Focus on What's Important with Tracy Rosenberry
Tracy’s 35th birthday really changed things for her. She was working as a substitute teacher and wasn’t really enjoying it when her husband suggested that taxes may be a way to go. She stumbled upon some videos put together by Ben Robinson, and she decided to jump in with both feet.
[4:20] Tracy learned most of her bookkeeping skills by going through Ben’s course, in addition to some minor experience in high school and college accounting.
[5:40] If you don’t have clients you don’t have a business - you have a hobby. Once Tracy completed the course she dove in to trying to secure her first client, and she actually connected with her first client through a Facebook post.
[8:45] You can’t give away too much for free. Giving value always seems to come back to you.
[10:00] Tracy is currently serving 18 or so bookkeeping clients plus another handful of tax clients.
[11:00] The first year was the hardest. Tracy was studying for her EA and some other exams at the time and combined with some personal issues she faced a few challenges. Around May of 2018, things really took off, largely due to a mindset shift and a snowball of referrals.
[15:40] Tracy’s vision is to start hiring some help and growing her business while still maintaining her family time. Our business needs to fit into our life, not our life into our business.
[17:30] Entrepreneurs never arrive, but it is important to stop and take stock of what you accomplished. Overcoming challenges builds confidence.
[19:50] Time management is crucial. Keeping up with the momentum Tracy has built is a challenge.

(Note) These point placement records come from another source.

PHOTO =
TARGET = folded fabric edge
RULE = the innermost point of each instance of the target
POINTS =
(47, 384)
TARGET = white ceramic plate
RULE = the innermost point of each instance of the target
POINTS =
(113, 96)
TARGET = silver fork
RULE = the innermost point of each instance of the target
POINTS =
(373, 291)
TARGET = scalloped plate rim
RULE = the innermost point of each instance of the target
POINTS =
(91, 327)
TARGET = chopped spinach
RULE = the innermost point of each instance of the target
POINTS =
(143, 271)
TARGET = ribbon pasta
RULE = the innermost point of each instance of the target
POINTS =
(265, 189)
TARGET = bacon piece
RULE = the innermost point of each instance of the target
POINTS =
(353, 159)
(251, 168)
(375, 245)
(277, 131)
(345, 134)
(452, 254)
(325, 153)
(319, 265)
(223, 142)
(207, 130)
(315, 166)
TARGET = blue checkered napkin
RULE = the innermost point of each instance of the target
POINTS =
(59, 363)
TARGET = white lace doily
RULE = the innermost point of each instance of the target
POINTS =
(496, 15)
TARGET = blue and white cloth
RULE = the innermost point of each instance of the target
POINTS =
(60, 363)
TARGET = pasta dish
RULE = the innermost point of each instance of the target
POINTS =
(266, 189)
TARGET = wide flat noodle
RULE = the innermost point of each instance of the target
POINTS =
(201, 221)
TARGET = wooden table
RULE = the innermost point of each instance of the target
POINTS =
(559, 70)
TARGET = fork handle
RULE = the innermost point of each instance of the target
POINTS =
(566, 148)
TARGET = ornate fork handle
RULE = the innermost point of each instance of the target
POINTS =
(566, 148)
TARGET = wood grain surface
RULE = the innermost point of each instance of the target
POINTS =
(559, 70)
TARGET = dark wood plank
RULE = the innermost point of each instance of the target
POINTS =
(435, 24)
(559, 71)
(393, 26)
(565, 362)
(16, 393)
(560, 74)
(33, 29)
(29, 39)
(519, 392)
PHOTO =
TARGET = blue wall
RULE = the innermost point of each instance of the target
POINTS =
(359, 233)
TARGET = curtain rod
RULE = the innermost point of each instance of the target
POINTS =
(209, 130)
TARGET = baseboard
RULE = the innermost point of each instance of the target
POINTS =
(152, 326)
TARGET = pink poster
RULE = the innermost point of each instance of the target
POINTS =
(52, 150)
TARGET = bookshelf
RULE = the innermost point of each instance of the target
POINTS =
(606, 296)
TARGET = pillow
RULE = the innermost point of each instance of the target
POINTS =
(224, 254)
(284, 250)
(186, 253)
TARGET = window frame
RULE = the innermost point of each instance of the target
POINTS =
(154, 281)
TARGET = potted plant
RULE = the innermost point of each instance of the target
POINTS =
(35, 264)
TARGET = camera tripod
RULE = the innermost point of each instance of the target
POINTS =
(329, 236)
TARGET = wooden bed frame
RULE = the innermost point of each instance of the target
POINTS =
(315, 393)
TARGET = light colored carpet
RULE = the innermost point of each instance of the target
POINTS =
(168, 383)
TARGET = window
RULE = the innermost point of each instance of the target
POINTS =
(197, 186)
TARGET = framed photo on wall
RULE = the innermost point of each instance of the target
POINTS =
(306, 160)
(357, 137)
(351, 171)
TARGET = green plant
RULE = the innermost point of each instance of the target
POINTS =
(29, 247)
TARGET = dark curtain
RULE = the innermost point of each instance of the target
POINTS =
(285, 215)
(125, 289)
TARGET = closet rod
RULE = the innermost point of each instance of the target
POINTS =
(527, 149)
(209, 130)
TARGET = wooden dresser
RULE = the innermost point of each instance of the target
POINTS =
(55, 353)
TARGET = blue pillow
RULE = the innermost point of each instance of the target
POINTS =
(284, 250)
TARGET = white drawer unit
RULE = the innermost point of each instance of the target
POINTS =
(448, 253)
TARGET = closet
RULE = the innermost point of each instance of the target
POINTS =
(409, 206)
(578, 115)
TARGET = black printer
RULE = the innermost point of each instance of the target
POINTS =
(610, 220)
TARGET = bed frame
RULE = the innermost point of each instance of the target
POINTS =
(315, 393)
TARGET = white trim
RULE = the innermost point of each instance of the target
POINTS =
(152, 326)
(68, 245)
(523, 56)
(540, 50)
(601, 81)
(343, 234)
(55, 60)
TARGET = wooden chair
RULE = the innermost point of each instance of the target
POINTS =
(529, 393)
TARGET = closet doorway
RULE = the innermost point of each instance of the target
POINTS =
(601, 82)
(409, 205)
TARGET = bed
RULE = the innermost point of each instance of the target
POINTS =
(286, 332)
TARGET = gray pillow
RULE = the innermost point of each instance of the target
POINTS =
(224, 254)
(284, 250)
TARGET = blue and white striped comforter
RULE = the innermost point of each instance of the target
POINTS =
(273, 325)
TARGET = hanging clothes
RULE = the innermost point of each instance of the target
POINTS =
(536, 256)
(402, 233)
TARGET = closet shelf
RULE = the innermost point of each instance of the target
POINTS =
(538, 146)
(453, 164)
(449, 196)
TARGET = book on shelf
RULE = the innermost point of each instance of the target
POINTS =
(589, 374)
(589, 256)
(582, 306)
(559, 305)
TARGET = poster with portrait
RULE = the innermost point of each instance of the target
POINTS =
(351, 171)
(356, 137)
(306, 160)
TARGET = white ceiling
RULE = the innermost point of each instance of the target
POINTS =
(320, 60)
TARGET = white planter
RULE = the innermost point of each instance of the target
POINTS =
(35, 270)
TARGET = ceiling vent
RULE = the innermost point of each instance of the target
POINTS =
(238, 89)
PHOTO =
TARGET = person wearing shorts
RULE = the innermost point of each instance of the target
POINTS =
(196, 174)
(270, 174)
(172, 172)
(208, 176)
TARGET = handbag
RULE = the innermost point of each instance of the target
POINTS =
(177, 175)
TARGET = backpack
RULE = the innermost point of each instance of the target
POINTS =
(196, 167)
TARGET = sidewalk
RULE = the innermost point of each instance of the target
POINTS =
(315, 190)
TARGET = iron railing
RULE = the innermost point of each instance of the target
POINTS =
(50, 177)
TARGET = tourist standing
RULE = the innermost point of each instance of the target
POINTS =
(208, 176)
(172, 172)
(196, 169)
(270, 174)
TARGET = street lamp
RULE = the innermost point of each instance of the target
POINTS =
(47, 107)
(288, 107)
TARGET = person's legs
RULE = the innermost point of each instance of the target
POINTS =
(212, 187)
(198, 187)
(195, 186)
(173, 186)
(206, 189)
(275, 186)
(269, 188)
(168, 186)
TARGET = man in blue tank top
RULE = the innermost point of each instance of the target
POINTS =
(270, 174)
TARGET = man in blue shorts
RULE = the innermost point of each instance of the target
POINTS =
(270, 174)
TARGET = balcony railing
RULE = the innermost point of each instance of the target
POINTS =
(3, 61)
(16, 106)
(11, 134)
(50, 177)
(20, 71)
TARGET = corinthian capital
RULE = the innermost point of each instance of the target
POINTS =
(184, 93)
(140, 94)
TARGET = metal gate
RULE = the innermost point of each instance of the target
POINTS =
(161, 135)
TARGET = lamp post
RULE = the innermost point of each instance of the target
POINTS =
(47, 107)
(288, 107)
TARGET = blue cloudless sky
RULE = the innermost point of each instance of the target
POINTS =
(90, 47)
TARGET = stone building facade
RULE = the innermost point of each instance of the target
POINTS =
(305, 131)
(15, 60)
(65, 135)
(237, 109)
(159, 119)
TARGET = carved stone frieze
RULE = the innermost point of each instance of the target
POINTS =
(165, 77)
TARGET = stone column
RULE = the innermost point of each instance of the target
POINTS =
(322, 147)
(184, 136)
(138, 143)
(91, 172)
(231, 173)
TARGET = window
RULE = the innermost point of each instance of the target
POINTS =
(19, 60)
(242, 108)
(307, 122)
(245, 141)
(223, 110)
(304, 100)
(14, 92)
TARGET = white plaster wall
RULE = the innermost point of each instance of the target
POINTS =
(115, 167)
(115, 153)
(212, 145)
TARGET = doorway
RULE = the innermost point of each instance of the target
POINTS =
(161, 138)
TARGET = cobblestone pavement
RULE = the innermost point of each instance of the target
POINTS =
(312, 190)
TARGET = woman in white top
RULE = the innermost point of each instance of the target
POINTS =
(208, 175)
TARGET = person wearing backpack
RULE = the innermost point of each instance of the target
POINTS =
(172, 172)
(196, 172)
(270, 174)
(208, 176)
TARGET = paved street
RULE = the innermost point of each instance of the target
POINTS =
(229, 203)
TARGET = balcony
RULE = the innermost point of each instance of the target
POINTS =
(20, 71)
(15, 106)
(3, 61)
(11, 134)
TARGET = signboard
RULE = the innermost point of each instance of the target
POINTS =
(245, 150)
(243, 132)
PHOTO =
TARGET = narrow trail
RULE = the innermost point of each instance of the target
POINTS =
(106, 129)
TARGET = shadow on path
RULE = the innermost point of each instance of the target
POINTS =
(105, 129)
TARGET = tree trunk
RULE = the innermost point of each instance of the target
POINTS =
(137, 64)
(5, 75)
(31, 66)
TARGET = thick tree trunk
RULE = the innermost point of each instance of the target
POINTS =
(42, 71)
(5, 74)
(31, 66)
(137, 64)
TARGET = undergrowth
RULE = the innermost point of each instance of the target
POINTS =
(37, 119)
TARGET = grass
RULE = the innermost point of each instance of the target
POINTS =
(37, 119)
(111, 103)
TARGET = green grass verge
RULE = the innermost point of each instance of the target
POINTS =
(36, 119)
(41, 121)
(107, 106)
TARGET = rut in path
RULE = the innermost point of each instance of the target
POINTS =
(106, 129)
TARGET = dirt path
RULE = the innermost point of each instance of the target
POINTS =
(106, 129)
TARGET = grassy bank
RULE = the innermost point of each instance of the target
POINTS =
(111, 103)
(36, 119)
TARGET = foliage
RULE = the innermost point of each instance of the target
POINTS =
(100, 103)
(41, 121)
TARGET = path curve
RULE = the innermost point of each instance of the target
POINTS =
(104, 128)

[23:20] The STEP Framework is key to getting stuff done. Time management happens across the whole Framework, but Execution is what needs to happen right now. What do you naturally gravitate towards that you’re happy to do? For Tracy, it’s the client interaction.
[25:50] Where do you add the most value to your business? The goal of hiring someone should be about optimizing that work. Even the thing you love can wear you down though, if that’s all you do.
[28:20] Tracy also enjoys putting together the processes of the business as well as blogging and video creation. As bookkeepers, there aren’t many ways to be creative. What you want to do is maximize the things you like to do while at the same time providing value to your clients and helping you feel fulfilled.
[32:10] You have to schedule time to be creative and dream. Be intentional about putting the things that are important into your life. Start off with just 15 minutes and you’ll find you have much more energy when you’re done.
[34:50] Time management isn’t the thing you need, it’s what time management can bring into your life.
[35:15] Bookkeeping is first and foremost a relationship business. If you build your business on relationships and not the transactions, you will be job secure forever.
[37:50] The repetitive tasks are starting to get tedious for Tracy. That doesn’t mean it’s trivial, but they are not important and not the best use of Tracy’s time. List the tasks you do in your business and then ask if they fall under your Unique Ability.
[41:50] What is the hourly rate for your Unique Abilities? What about your competencies? If you can less than the dollar equivalent for those tasks you’re making money. Look at your business tasks and ask is this something to continue doing, stop doing, outsource, or delegate? The point is to free up your time so you can focus on what you do best.
[43:40] You shouldn’t be looking to hire a specific person, you should be looking to outsource a specific task. Don’t throw people at a process problem. The tasks you’re competent at but don’t really enjoy doing, are the first to outsource. Time efficiency is all about saving 15 minutes at a time, those 15 minutes add up fast.
[48:30] You can do the work and set up the process by recording those tasks. Videos are a powerful way to offload the tasks you don’t want to do anymore. Dissect the task and show the logic behind it. Upwork is a great place to find freelancers that you can offload your tasks to.
[54:15] It’s going to cost you time at the beginning. The first task you should offload is something that is not going to directly affect a customer. Start with the admin or support work, the lowest hanging fruit.
[57:50] Processes before people. You build the processes then you bring in the people to run them.